Diffusion Models rose to prominence in 2021-2022, surpassing GANs as the dominant paradigm for image generation. DALL-E 2 (OpenAI), Stable Diffusion (Stability AI), Midjourney, and Imagen (Google) all use diffusion-based architectures. Their key advantage over GANs is training stability — they do not suffer from mode collapse or the adversarial training dynamics that make GANs difficult to train. They also offer fine-grained control through techniques like classifier-free guidance, which lets users trade off between fidelity and diversity, and text conditioning via CLIP or T5 embeddings.

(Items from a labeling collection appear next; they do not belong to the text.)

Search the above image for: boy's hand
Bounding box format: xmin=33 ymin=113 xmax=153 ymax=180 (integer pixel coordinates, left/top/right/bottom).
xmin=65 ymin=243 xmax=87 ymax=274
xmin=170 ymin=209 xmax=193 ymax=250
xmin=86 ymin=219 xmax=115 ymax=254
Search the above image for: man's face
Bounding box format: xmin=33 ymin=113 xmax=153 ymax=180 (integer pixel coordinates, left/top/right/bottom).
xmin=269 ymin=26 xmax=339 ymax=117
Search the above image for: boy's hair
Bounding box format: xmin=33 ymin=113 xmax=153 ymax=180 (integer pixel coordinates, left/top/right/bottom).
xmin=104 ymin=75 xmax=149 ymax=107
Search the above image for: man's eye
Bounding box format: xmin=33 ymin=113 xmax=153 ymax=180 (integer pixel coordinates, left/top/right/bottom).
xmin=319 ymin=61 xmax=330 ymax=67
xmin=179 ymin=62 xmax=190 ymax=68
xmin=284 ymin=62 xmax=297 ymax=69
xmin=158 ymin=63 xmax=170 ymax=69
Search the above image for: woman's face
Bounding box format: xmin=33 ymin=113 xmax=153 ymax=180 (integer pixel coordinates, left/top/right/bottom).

The primary limitation of diffusion models is sampling speed — generating an image requires running the denoising network many times (often 20-50 steps), making generation slower than single-pass models like GANs. Research on distillation, consistency models, and adaptive step-size methods has dramatically accelerated sampling. Diffusion has also expanded beyond images to video generation (Sora, Runway), audio synthesis, 3D object generation, molecular design in drug discovery, and even robotic policy generation — establishing it as perhaps the most versatile generative framework in modern AI.
Diffusion Models generate data by learning to denoise — starting from random noise and iteratively refining it into high-quality outputs. They power the current generation of AI image, video, and audio generation.